Covered bonds are a type of debt instrument that is typically issued by banks and backed by a pool of assets. In India, covered bond are regulated by the Reserve Bank of India (RBI) and can be issued by both scheduled commercial banks and housing finance companies.
So, if you’re looking to buy covered bond in India, where should you go? Read on to find out!
What are Covered Bonds?
A covered bond is a type of debt security that is backed by a pool of assets. These assets are typically used to secure mortgages or other loans. In the event that the borrower defaults on their loan, the lender can look to the covered bond for repayment.
Covered bonds have been around for centuries, with the first ones being issued in Prussia in 1769. Since then, they have become a popular financing tool for banks and other financial institutions.
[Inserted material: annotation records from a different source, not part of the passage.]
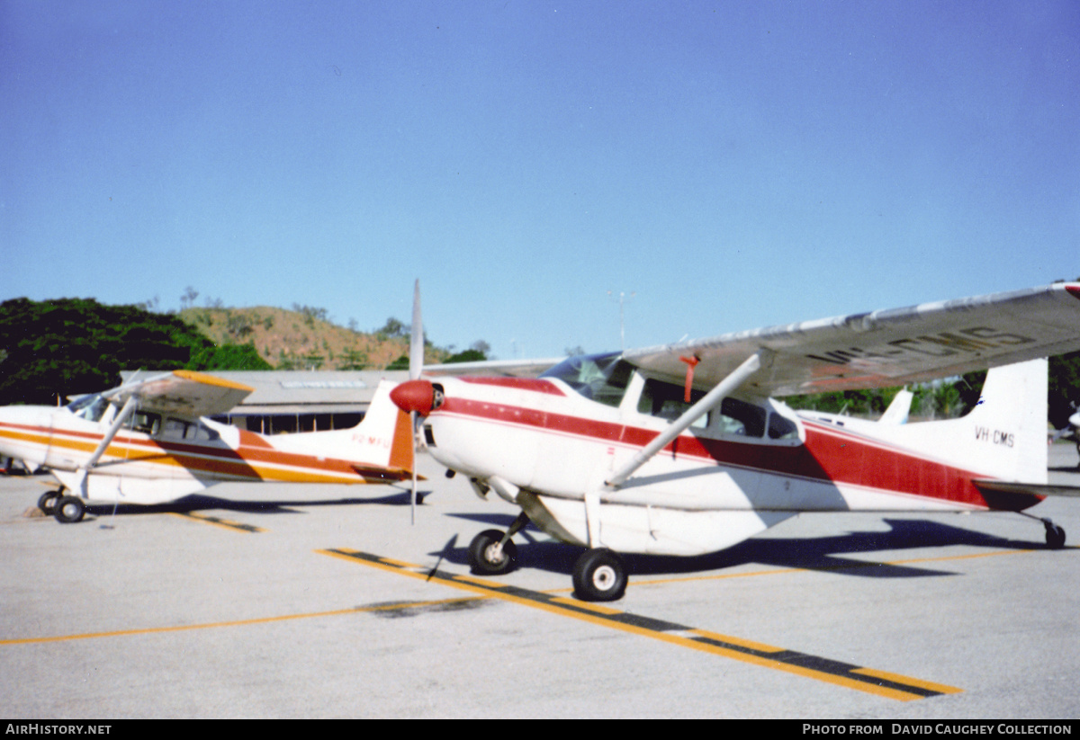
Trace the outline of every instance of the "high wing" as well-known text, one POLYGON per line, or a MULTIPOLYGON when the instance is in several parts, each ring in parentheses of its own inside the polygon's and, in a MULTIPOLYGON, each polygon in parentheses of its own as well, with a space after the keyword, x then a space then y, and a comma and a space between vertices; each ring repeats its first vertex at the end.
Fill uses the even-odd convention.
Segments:
POLYGON ((991 293, 720 334, 623 354, 632 365, 713 387, 747 357, 762 396, 888 387, 1080 348, 1080 283, 991 293), (765 352, 761 352, 761 351, 765 352))
POLYGON ((254 388, 222 378, 191 370, 174 370, 143 381, 106 390, 103 397, 118 406, 136 398, 144 411, 157 411, 184 419, 225 413, 246 398, 254 388))

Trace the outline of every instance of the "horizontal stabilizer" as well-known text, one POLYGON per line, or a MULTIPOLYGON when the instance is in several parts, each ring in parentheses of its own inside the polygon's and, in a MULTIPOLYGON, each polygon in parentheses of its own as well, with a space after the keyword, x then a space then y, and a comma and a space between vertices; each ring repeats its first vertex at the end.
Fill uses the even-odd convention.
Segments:
POLYGON ((1080 485, 1054 485, 1053 483, 1011 483, 1003 480, 973 480, 981 493, 1021 493, 1032 496, 1076 496, 1080 497, 1080 485))

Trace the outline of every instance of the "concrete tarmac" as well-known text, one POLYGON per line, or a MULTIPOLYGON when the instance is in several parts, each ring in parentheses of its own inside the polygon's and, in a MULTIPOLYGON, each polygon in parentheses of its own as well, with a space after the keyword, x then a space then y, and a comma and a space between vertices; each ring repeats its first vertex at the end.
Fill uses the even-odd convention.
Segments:
MULTIPOLYGON (((1051 482, 1077 464, 1053 446, 1051 482)), ((407 488, 276 484, 65 525, 27 516, 45 477, 0 479, 0 715, 1080 716, 1080 499, 1030 510, 1063 550, 1010 513, 804 515, 630 557, 625 598, 588 606, 580 550, 534 529, 471 578, 516 509, 420 465, 415 525, 407 488)))

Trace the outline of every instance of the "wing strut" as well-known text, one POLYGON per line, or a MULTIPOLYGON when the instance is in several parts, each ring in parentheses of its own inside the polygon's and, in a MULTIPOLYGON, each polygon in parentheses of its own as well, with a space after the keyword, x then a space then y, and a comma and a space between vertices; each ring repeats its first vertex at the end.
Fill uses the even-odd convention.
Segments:
POLYGON ((127 400, 124 401, 124 406, 120 410, 120 413, 117 414, 117 417, 112 420, 112 424, 109 425, 108 431, 106 431, 105 436, 102 437, 102 441, 98 443, 97 449, 94 450, 94 454, 90 456, 90 460, 86 461, 85 465, 79 468, 79 493, 85 494, 83 489, 86 488, 86 476, 90 475, 91 469, 97 465, 97 461, 102 458, 105 451, 109 449, 109 444, 111 444, 112 440, 116 439, 117 433, 120 431, 120 427, 122 427, 129 417, 135 413, 135 408, 137 406, 138 397, 134 394, 129 396, 127 400))
POLYGON ((615 474, 608 478, 607 481, 605 481, 605 484, 612 489, 617 489, 625 483, 627 478, 634 475, 639 467, 649 462, 654 454, 667 447, 669 442, 683 434, 683 431, 696 421, 708 413, 714 406, 719 406, 720 401, 729 396, 732 390, 745 383, 746 379, 757 372, 761 368, 765 360, 769 359, 769 356, 772 354, 771 350, 762 347, 747 357, 742 365, 731 372, 730 375, 725 378, 716 385, 715 388, 705 394, 704 398, 687 409, 683 415, 672 422, 671 426, 662 431, 660 436, 642 448, 642 450, 634 455, 633 460, 616 470, 615 474))

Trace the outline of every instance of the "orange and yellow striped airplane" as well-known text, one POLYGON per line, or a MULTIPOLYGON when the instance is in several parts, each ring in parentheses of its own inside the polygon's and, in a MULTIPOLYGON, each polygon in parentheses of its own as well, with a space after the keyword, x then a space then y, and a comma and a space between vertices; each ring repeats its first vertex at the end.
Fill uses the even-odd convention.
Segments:
POLYGON ((408 414, 382 381, 351 429, 266 436, 207 419, 253 388, 175 370, 66 407, 0 408, 0 454, 59 482, 38 506, 60 522, 89 503, 164 504, 225 481, 384 483, 414 477, 408 414))

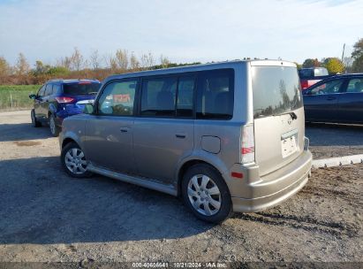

In India, covered bond were first introduced in 2012. The Reserve Bank of India (RBI) regulates the issuance and purchase of covered bond in the country. Currently, there are only a handful of banks that issue covered bond in India.
If you’re looking to invest in covered bonds, here are a few things to keep in mind:
- Covered bond are typically issued by banks and other financial institutions. Make sure to research the issuer before investing.
- Covered bond are long-term investments. They typically have maturities of 5 to 10 years.
- Covered bond typically offer higher interest rates than other types of debt securities, such as government bonds.